A down week or a major turning point for stocks?
Posted on 23 June 2009 with no comments from readers
It is worth looking at this updated chart from time-to-time. This financial comment website, which is concerned with analysis rather than outright predictions and is not intended to guide day traders whose gambling general fails in the long-run, has argued consistently that this has been a bear market rally.
Admittedly it has been of unexpectedly long duration. The cracks did not show until the 13-week mark as this website correctly pointed out. Now the markets have turned down it is difficult to say whether we will see an immediate plunge back to very much lower valuations, or have a short correction, move sideways and then have a final capitulation.
Hyperinflation scenario
Even that might just be avoided if hyperinflation comes to the rescue as Jim Rogers thinks it will and Dr Marc Faber has also highlighted this possibility. It might even make Howard S. Dent’s old Dow at 20,000 in 2009 forecast come right (see next article).
But on balance a big capitulation looks far more likely. Why should it be different this time? OK we have the stimulus packages and bailouts. But we also have the biggest collapse in global trade ever and the most indebted global economy in history unwinding.
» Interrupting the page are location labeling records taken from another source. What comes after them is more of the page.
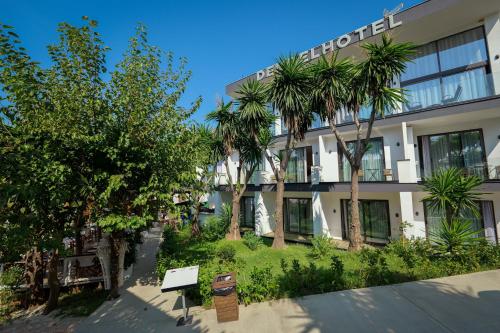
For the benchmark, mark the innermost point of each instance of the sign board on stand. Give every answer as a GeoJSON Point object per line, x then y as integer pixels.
{"type": "Point", "coordinates": [181, 279]}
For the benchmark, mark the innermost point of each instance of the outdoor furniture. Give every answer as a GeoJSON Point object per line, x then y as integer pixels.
{"type": "Point", "coordinates": [181, 279]}
{"type": "Point", "coordinates": [452, 99]}
{"type": "Point", "coordinates": [225, 297]}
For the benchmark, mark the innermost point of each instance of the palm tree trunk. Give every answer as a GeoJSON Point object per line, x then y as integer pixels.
{"type": "Point", "coordinates": [114, 242]}
{"type": "Point", "coordinates": [279, 233]}
{"type": "Point", "coordinates": [355, 226]}
{"type": "Point", "coordinates": [195, 226]}
{"type": "Point", "coordinates": [53, 282]}
{"type": "Point", "coordinates": [234, 228]}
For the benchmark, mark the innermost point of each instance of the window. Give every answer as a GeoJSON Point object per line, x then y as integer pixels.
{"type": "Point", "coordinates": [298, 216]}
{"type": "Point", "coordinates": [299, 165]}
{"type": "Point", "coordinates": [463, 150]}
{"type": "Point", "coordinates": [247, 212]}
{"type": "Point", "coordinates": [450, 70]}
{"type": "Point", "coordinates": [484, 223]}
{"type": "Point", "coordinates": [374, 218]}
{"type": "Point", "coordinates": [372, 164]}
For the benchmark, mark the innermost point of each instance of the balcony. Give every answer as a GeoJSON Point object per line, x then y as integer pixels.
{"type": "Point", "coordinates": [452, 89]}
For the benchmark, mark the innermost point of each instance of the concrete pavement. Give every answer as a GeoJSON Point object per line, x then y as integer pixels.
{"type": "Point", "coordinates": [466, 303]}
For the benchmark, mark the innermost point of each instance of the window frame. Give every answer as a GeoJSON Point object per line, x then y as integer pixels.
{"type": "Point", "coordinates": [421, 154]}
{"type": "Point", "coordinates": [341, 161]}
{"type": "Point", "coordinates": [287, 221]}
{"type": "Point", "coordinates": [344, 226]}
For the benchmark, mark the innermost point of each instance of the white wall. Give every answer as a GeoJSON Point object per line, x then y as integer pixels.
{"type": "Point", "coordinates": [492, 28]}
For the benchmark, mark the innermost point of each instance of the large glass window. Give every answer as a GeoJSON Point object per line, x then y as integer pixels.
{"type": "Point", "coordinates": [463, 150]}
{"type": "Point", "coordinates": [485, 223]}
{"type": "Point", "coordinates": [372, 164]}
{"type": "Point", "coordinates": [299, 165]}
{"type": "Point", "coordinates": [374, 218]}
{"type": "Point", "coordinates": [247, 212]}
{"type": "Point", "coordinates": [450, 70]}
{"type": "Point", "coordinates": [462, 49]}
{"type": "Point", "coordinates": [298, 216]}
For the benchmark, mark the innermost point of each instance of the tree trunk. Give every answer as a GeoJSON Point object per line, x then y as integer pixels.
{"type": "Point", "coordinates": [355, 241]}
{"type": "Point", "coordinates": [34, 275]}
{"type": "Point", "coordinates": [78, 238]}
{"type": "Point", "coordinates": [234, 228]}
{"type": "Point", "coordinates": [53, 282]}
{"type": "Point", "coordinates": [195, 225]}
{"type": "Point", "coordinates": [114, 242]}
{"type": "Point", "coordinates": [279, 233]}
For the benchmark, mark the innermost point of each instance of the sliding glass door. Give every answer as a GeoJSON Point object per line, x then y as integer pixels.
{"type": "Point", "coordinates": [484, 223]}
{"type": "Point", "coordinates": [299, 165]}
{"type": "Point", "coordinates": [374, 218]}
{"type": "Point", "coordinates": [298, 216]}
{"type": "Point", "coordinates": [372, 164]}
{"type": "Point", "coordinates": [463, 150]}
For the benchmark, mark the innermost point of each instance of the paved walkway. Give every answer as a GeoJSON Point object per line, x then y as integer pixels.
{"type": "Point", "coordinates": [467, 303]}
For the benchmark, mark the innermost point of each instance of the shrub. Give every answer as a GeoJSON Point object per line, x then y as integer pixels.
{"type": "Point", "coordinates": [215, 228]}
{"type": "Point", "coordinates": [322, 246]}
{"type": "Point", "coordinates": [262, 286]}
{"type": "Point", "coordinates": [298, 280]}
{"type": "Point", "coordinates": [454, 237]}
{"type": "Point", "coordinates": [375, 270]}
{"type": "Point", "coordinates": [252, 241]}
{"type": "Point", "coordinates": [337, 269]}
{"type": "Point", "coordinates": [12, 277]}
{"type": "Point", "coordinates": [169, 243]}
{"type": "Point", "coordinates": [226, 252]}
{"type": "Point", "coordinates": [133, 238]}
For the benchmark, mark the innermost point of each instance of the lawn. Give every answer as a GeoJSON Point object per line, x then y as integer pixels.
{"type": "Point", "coordinates": [267, 273]}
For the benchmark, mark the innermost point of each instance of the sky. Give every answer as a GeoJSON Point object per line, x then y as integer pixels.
{"type": "Point", "coordinates": [222, 40]}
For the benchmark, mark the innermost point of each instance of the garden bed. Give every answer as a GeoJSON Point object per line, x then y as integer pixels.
{"type": "Point", "coordinates": [266, 273]}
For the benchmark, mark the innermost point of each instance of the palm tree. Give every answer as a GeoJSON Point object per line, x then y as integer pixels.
{"type": "Point", "coordinates": [230, 137]}
{"type": "Point", "coordinates": [342, 83]}
{"type": "Point", "coordinates": [289, 94]}
{"type": "Point", "coordinates": [452, 192]}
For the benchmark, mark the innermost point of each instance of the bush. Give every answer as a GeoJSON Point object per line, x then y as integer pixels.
{"type": "Point", "coordinates": [322, 246]}
{"type": "Point", "coordinates": [454, 237]}
{"type": "Point", "coordinates": [252, 241]}
{"type": "Point", "coordinates": [375, 270]}
{"type": "Point", "coordinates": [215, 228]}
{"type": "Point", "coordinates": [337, 269]}
{"type": "Point", "coordinates": [262, 286]}
{"type": "Point", "coordinates": [226, 252]}
{"type": "Point", "coordinates": [12, 277]}
{"type": "Point", "coordinates": [169, 244]}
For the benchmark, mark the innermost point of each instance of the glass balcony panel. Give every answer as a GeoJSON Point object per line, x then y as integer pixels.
{"type": "Point", "coordinates": [422, 95]}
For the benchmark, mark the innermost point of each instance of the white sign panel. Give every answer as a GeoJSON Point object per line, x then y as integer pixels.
{"type": "Point", "coordinates": [180, 278]}
{"type": "Point", "coordinates": [373, 29]}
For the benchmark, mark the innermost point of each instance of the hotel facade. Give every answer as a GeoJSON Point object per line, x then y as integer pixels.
{"type": "Point", "coordinates": [451, 119]}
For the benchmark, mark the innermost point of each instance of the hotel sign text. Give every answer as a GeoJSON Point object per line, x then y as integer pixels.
{"type": "Point", "coordinates": [373, 29]}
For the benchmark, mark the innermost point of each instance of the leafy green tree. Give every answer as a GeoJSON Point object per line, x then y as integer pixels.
{"type": "Point", "coordinates": [148, 150]}
{"type": "Point", "coordinates": [231, 138]}
{"type": "Point", "coordinates": [289, 94]}
{"type": "Point", "coordinates": [73, 143]}
{"type": "Point", "coordinates": [344, 84]}
{"type": "Point", "coordinates": [204, 183]}
{"type": "Point", "coordinates": [45, 114]}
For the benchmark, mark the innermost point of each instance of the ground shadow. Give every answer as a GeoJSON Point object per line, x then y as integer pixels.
{"type": "Point", "coordinates": [424, 306]}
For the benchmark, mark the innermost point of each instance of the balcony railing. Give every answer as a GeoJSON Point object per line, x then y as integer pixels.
{"type": "Point", "coordinates": [485, 171]}
{"type": "Point", "coordinates": [451, 89]}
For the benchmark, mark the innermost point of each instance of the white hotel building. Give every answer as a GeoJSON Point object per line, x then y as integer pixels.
{"type": "Point", "coordinates": [452, 118]}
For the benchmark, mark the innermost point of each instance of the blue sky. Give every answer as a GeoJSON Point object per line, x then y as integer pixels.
{"type": "Point", "coordinates": [223, 40]}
Rogers and Dr Faber undoubtedly have a point. The central banks will respond to another financial crisis with more of the same weapons, and that will usher on hyperinflation unless they are very clever, lucky or both.
Not different this time
Yet to see the outlook at this point in the stock market cycle as so different to say 1930 or 1931 is tough. It just does look like a repeat of a historical pattern, and the best we might now expect is the stagflation of the 70s instead of the depression of the 30s.
What is there now to prevent a repeat of last summer to autumn’s crash? Sadly it has only been misplaced investor optimism about recovery and a conspiracy of optimism between Wall Street and Washington that has produced this bear market rally. Financial and confidence indications of recoveries are smoke and mirrors, not the real thing.
That Mr Market will respond by lurching from unwarranted optimism to manic depression now looks inevitable. Human psychology drives markets up and it drives them down.